AI Data Mining Makes BYOK Essential
Anthropic dropped a blog post yesterday accusing DeepSeek, Moonshot, and MiniMax of running what they called “industrial-scale” distillation campaigns against Claude. The numbers are staggering: 24,000 fake accounts, 16 million exchanges, with MiniMax alone responsible for 13 million of those. And they allegedly watched MiniMax redirect half its traffic to siphon capabilities from Claude’s newest model the moment it launched.
X immediately roasted them for it, because Reddit is currently suing Anthropic for scraping over 100,000 posts to train Claude. The irony writes itself. And somewhere between those two stories is a very loud case for BYOK.
Everybody is mining everybody
The specifics of who stole what from whom will keep getting updated. The pattern matters more: billion-dollar AI companies with world-class security teams cannot keep their own model outputs from being systematically harvested at industrial scale.
What Moonshot was actually after
Model distillation — using a big model’s outputs to train a smaller one — is a legitimate technique, widely used, not inherently shady. Anthropic distills its own models. And OpenAI does too. The issue is competitors doing it without permission, at massive scale, to shortcut years of research.
But what caught my eye was Moonshot’s 3.4 million exchanges specifically targeting agentic reasoning and tool use. They were not just copying Claude’s general intelligence. They were mining the specific capability that makes AI useful for real-world work: the ability to navigate interfaces, use tools, take actions. Browser agent stuff. The kind of functionality you rely on when you ask an AI to fill out a form or draft a response based on what’s on your screen.
That capability is valuable enough that companies will build sprawling networks of fake accounts to steal it, which tells you something about both the value of the technology and the lengths organizations will go to when they want data that is not theirs. Or in this case, Claude’s data. But the principle extends to any data flowing through a centralized service.
Why BYOK stopped being optional
So when a SaaS tool asks you to pipe your emails, your client data, your HR forms through their servers to reach an LLM, maybe reconsider what Anthropic just proved is possible at scale. If the people who built the model can’t keep their own outputs from being systematically harvested, the idea that a random productivity app will protect your data better is, frankly, delusional.
And every AI tool that routes your work through a server creates a copy of that work somewhere you don’t control. Maybe the company is trustworthy. Maybe their security is excellent. But Anthropic’s security is excellent too, and they still got hit with 16 million extraction attempts that ran for months before being fully identified.
dassi works differently because the architecture is different. It lives in your browser’s side panel, sees the page you see, and sends requests directly to whatever LLM provider you choose using your own API key. There is no dassi server sitting in between, which means there is no dassi server to be scraped, hacked, subpoenaed, or mined by anyone.
And BYOK is not just a pricing model. After yesterday it looks more like the only defensible data architecture for AI tools that touch your actual work. When you bring your own key, the only copy of your data that exists is the one flowing between your browser and the LLM you explicitly chose. No middleman. No aggregation layer. No honeypot.
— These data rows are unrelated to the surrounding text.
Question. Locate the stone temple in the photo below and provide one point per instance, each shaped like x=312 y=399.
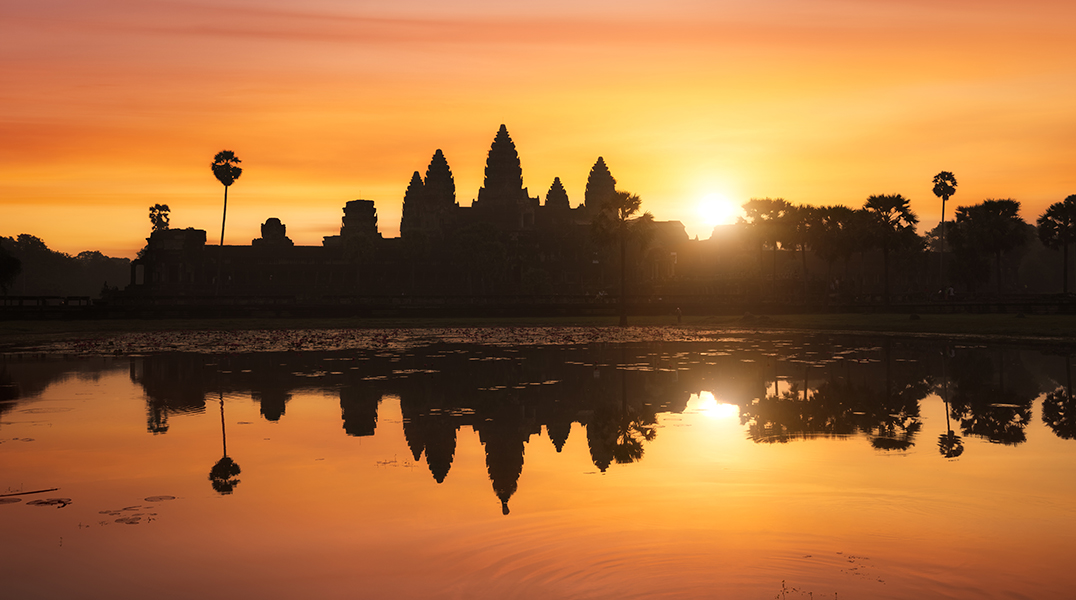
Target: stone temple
x=507 y=243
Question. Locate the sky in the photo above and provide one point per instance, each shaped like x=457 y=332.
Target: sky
x=108 y=106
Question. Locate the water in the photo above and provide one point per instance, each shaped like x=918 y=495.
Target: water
x=535 y=465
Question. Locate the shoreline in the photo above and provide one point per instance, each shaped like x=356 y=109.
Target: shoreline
x=24 y=336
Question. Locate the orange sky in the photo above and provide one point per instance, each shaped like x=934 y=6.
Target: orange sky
x=111 y=105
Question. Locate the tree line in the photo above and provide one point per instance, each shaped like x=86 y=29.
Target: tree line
x=28 y=267
x=979 y=237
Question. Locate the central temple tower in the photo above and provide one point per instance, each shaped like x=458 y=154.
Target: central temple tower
x=503 y=199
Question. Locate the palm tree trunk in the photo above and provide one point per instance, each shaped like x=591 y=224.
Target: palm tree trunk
x=997 y=265
x=623 y=276
x=774 y=279
x=885 y=272
x=803 y=254
x=224 y=438
x=1064 y=269
x=220 y=254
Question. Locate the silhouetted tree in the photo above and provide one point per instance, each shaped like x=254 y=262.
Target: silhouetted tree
x=945 y=186
x=1057 y=229
x=600 y=186
x=226 y=170
x=892 y=226
x=10 y=268
x=158 y=216
x=223 y=474
x=767 y=220
x=616 y=223
x=992 y=227
x=1059 y=408
x=46 y=272
x=835 y=237
x=803 y=229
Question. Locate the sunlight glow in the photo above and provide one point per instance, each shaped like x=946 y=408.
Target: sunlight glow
x=708 y=405
x=716 y=209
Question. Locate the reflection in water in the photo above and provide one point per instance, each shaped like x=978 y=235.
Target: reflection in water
x=1059 y=410
x=223 y=474
x=950 y=444
x=782 y=389
x=709 y=439
x=993 y=395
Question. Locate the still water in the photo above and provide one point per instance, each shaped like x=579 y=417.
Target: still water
x=719 y=467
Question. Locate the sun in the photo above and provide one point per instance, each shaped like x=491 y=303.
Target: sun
x=715 y=209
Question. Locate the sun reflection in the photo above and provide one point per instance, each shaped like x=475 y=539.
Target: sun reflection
x=708 y=405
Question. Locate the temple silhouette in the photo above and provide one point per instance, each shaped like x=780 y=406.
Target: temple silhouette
x=507 y=242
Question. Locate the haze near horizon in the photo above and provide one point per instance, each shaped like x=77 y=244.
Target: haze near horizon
x=116 y=105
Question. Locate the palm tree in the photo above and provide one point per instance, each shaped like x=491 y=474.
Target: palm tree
x=226 y=170
x=223 y=474
x=804 y=228
x=836 y=236
x=1057 y=229
x=892 y=226
x=616 y=223
x=992 y=227
x=945 y=186
x=767 y=218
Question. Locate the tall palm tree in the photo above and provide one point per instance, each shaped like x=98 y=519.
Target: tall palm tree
x=945 y=186
x=226 y=169
x=991 y=227
x=1057 y=229
x=804 y=228
x=892 y=225
x=768 y=219
x=223 y=474
x=616 y=223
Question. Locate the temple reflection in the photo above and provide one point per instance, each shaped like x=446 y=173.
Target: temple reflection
x=782 y=390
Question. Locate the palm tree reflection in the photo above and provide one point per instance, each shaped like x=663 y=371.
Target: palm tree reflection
x=224 y=473
x=1059 y=411
x=950 y=444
The hypocrisy angle strengthens the argument
People on X were quick to point out that Anthropic trained Claude on scraped web data, so crying about being scraped in return is rich. And sure, that’s a damn fair point. But the criticism makes the BYOK case stronger, not weaker. If every AI company is both scraper and scrapee, if the entire industry operates on a foundation of “we will take what we can access,” then the rational move is not to pick a side in that fight but to minimize how much of your data enters the arena at all.
You can’t stop Anthropic and DeepSeek from going at each other. But you can stop routing your draft emails and client proposals through infrastructure that becomes a target the moment it aggregates enough valuable data.
I keep a few API keys in my browser and none of them require me to trust a fourth company with my work. Given what Anthropic just revealed about the scale of data mining happening between the companies I do trust with my API calls, that feels like about the right level of paranoia.